At the third house, witnesses told Human Rights Watch that the soldiers killed eight young men in the house. Human Rights Watch researchers found bloodstains on the chairs and on the ground behind a sofa. In an adjacent room, there was a large bloodstain on the floor with a boot print in the blood. Neighbors also showed Human Rights Watch a bullet casing they had picked up at the scene. One of the residents of the house, a 22-year-old carpenter, described what he saw that day:

    "On Saturday, we were sitting in our house. There were 10 of us and we were all Hausas. The door was open and four soldiers came into the house. They were wearing green camouflage uniforms and green hats. Three of them had guns and one of them had a camera. The soldiers told us to come out. Four of my friends went out but I stayed inside. I heard the soldiers tell my friends to kneel down and the soldiers started cussing at them. I heard one of my friends begging them, ‘For God, please allow us.' I then heard gunshots. We were looking for an exit, but the soldiers came inside and shot us. They shot me twice in the leg. The soldiers then went outside and I heard them tell someone that, if you don't stop burning houses this is what we will do to you."

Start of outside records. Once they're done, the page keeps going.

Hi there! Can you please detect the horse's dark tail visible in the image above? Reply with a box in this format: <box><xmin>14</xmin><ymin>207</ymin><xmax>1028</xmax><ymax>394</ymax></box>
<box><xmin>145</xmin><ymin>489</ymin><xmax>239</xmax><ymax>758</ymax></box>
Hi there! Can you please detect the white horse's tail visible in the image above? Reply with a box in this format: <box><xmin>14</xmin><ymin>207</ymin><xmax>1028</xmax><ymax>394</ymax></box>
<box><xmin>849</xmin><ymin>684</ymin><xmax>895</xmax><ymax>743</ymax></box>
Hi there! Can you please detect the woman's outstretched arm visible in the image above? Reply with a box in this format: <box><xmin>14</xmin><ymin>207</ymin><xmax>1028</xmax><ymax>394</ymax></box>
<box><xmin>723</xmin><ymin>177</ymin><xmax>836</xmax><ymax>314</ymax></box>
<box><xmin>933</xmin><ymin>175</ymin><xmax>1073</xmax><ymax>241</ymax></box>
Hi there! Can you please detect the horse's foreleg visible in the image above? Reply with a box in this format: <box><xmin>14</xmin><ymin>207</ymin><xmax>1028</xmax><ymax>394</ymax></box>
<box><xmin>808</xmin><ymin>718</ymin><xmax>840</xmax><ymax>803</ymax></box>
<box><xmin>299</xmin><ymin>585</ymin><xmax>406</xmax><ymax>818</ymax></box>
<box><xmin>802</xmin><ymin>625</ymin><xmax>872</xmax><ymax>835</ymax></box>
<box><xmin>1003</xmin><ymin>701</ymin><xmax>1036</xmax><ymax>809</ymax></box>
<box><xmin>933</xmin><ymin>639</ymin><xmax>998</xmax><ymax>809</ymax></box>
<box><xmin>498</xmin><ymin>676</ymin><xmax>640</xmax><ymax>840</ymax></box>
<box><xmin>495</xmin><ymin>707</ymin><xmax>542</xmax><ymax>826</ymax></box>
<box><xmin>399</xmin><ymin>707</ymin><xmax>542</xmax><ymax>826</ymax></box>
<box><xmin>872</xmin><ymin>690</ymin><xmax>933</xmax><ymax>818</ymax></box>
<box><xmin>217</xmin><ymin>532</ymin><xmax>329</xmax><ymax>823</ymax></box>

Human Rights Watch spoke separately with two police officers who witnessed a soldier summarily execute at close range an unarmed man at the Larento Divisional Police Headquarters. The incident took place on November 28. One of the police officers described to Human Rights Watch what he saw:

    "I was assigned to the police station by the Katoko market. A police inspector arrested a Hausa man and brought him to the front of the police station. One of the soldiers asked the inspector what the man had done. The inspector said that he had found him with a cutlass. The soldier then shot him in the chest. This happened on Friday around 11 a.m. I saw it. The acting DPO [divisional police officer] was also present. After shooting the man the soldier said, ‘Anybody you see with a cutlass, you shoot him.'"

Background on Inter-Communal Violence

Nigeria is a nation deeply divided along ethnic and religious lines: more than 12,000 people have died in inter-communal clashes since the end of military rule in 1999. Plateau State has been particularly hard-hit by this violence: In September 2001, violence in Jos claimed as many as 1,000 lives, and in May 2004, more than 700 people were killed in clashes in the town of Yelwa in the southern part of Plateau State.

There is disagreement about the death toll in the November 2008 violence in Jos. Muslim authorities from the central mosque in Jos claim to have registered more than 570 deaths, including several hundred victims buried in three mass burials on November 30 and December 1. Authorities from the various Christian denominations in Jos have not yet released figures on the number of Christian dead. The Plateau State commissioner for information and communications put the initial death toll at 200. Meanwhile, Yoruba community leaders told Human Rights Watch that at least 113 members of the Yoruba ethnic group - both Muslims and Christians - lost their lives in the violence.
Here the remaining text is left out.